For the last little while, these two have been buzzing about two feeders filled with sugar water that the owners took care of before they left on Sunday. And which I will want to fill if these marvelous little creatures indeed drink up to three times their body weight as claimed. I doubt the accuracy of measuring this — how does the ornithologist capture one from its life long enough to weigh it? — but given that they beat their wings at an average of fifty beats per second, I don’t doubt their need to eat almost constantly.
The lesson for me being: if I want those three slices of key lime pie today, I must do about ten thousand jumping backs before Noon.
Today is our second full day in Ruidoso. It’s glorious. It’s a tourist town with a year-round 8,000-person population, swelling of course during ski season. Surely there must also be a swell during late July and August, because the cool evenings and mornings (61 degrees today) sandwiching the high-altitude-hot days (mid-80s) offer the near-perfect getaway from the south central Texas summer heat, which peaks at 100 for days on end and cools overnight just enough to keep your coffee warm for the next morning.

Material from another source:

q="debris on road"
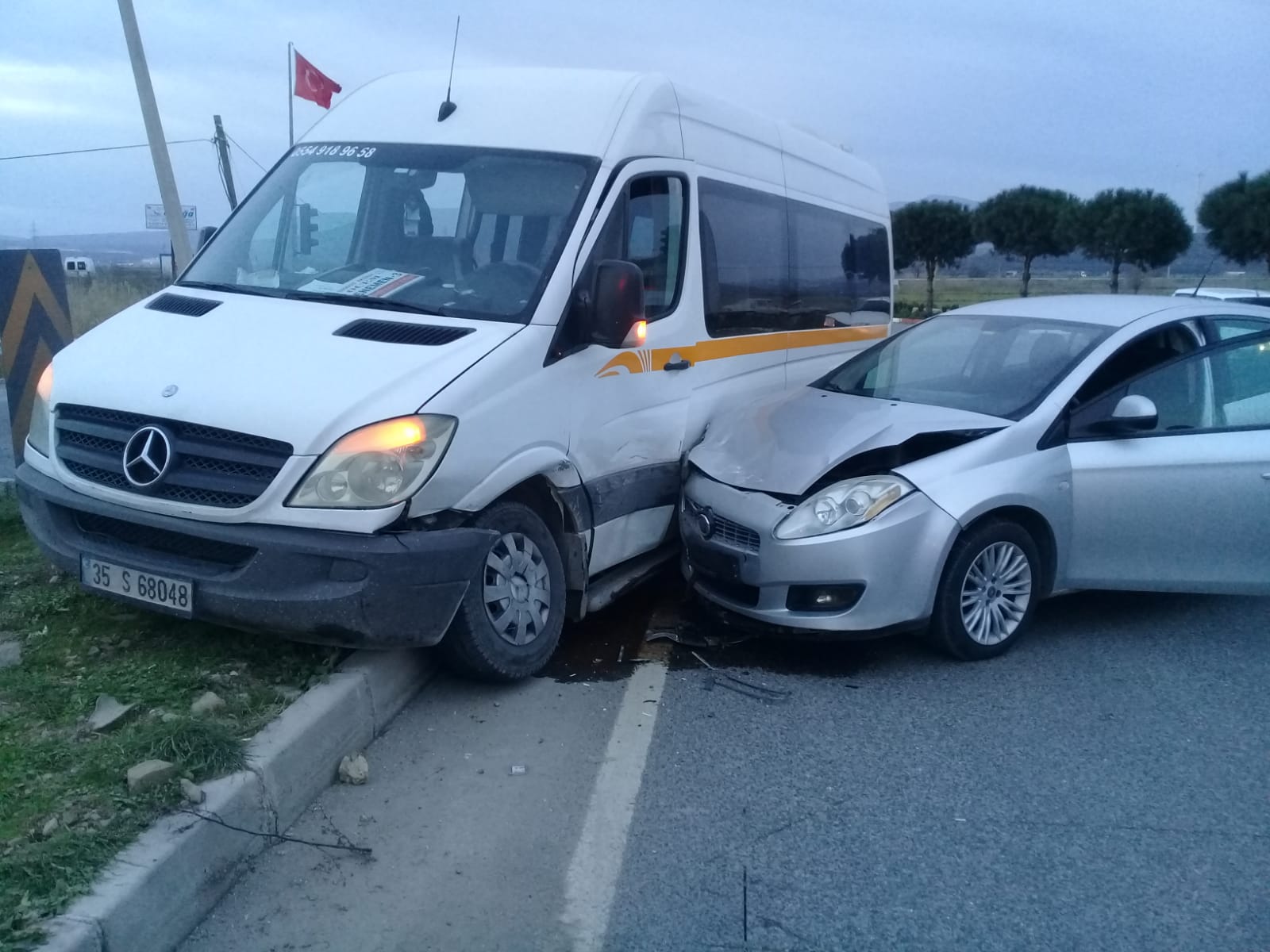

As I write, I can feel my t-shirt heating up against my skin. My shirt is grey, certainly no magnet for sun rays, yet the sun’s penetration is almost distracting. I grab my left side with the palm of my right hand, and it feels like I’m standing too close to a bonfire. To be sure, though our galaxy’s star is 94 million miles away, it emits so much heat that — I once heard but cannot now verify — if it were the size of a pinhead and we were standing within 65 miles, we’d be evaporated in heat.
Glorious in its own right.
The sun now hits the thin string holding up the hummingbird feeder with the red base. I see what look to be tiny shimmering droplets moving up and down the length of the string. Glistening. Mysteriously moving past each other. Tiny droplets. Not stopping; all at a uniform speed, gravity seeming to have no effect whatever.
I stand and move to the edge of the porch to get a closer look at the feeder. Below their steady marching up and down on the string, a column of black ants appears to swim up and down inside the semi-opaque liquid, until you realize that they are actually on the outside of the clear plastic well.
For a minute, you gave them credit for having an ability you were unaware of.